Eventually, though my road to body self-care was studded with disagreements and occasional interventions from Kaitlyn, I reached a place where I could focus less on undoing damage and more on taking proactive steps. I started eating breakfast again. I ordered a subscription of boxed healthy snacks to my office and let myself have one every other day. I quit the gym, kicking and screaming. I talked about food in therapy and cried on the bus home.
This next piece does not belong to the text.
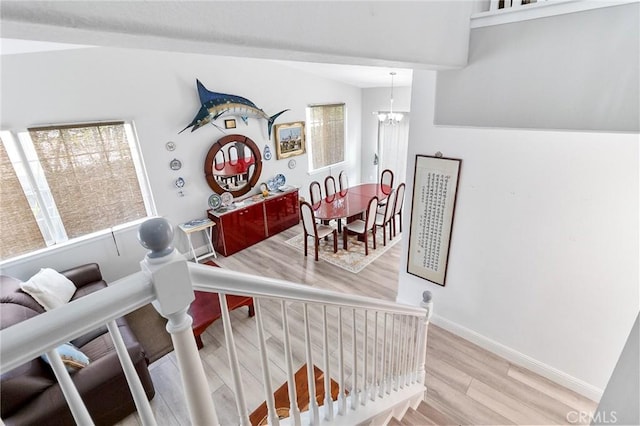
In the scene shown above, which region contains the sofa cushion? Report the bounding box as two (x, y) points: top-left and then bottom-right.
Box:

Even with Kaitlyn next to me now, cheerleading and coaching and sometimes doling out necessary tough love, letting go of my decade-long yearning for physical perfection is not an easy task. Because it doesn't actually matter what men want; it's about a universal, inhuman ideal of female beauty, a sublime goal that lingers no matter who you date. The standards are set. The damage is done.
But even if I can’t upend the norms by myself, I can challenge them — by loving a body that the magazines I grew up reading say is not good enough, and by letting someone else love it too.
When old bad habits tempt me, I remember that first night Kaitlyn and I spent alone, after our parents had gone and the furniture was built. To wash down the Trader Joe’s cookies, we opened a bottle of champagne and ordered in cheesecake and watched Netflix all night. For the first time in a year, I didn't check the label to see how many calories I was taking in. In that moment, it didn't matter. I could be myself in this body, in this house, with this woman.
Recovery isn't a flipped light switch. It's a dimmer that hums even at its lowest setting. After half a year, many sessions of therapy, and a few loud fights, I ripped the Post-It note in my office drawer into Scrabble tiles. I joined a new, smaller gym, where I’ve learned to exercise responsibly. My therapist suggested I never weigh myself again. Body self-consciousness is not a spirit that lifts out of you and never comes back, so I'm preparing for it to come and go, while I collect habits to help me muffle numbers that never stop shouting.
Making peace with food has been a shared experience. Kaitlyn and I cook together, go out for drinks, do yoga occasionally, watch Food Network constantly. Food, as it turns out, is a huge part of our relationship. Therapy and common sense remind me to get better not because it makes someone else's life easier, but because I owe it to myself. While I’m working toward loving my body on my own behalf, for its protection, its strength, and its power, it would be dishonest to say Kaitlyn’s validation doesn’t make a difference. She fills in the gaps.
Not long ago, I came home from the gym giddy after a milestone and played a joke on her.
"Guess how many calories I burned on the elliptical?" I asked.
I heard her breath catch. "I don't know."
"I don't know, either. I turned that function off today. First time ever."
Kaitlyn beamed and hugged me and told me she was proud. We opened a couple of beers, made dinner, and the hum softened.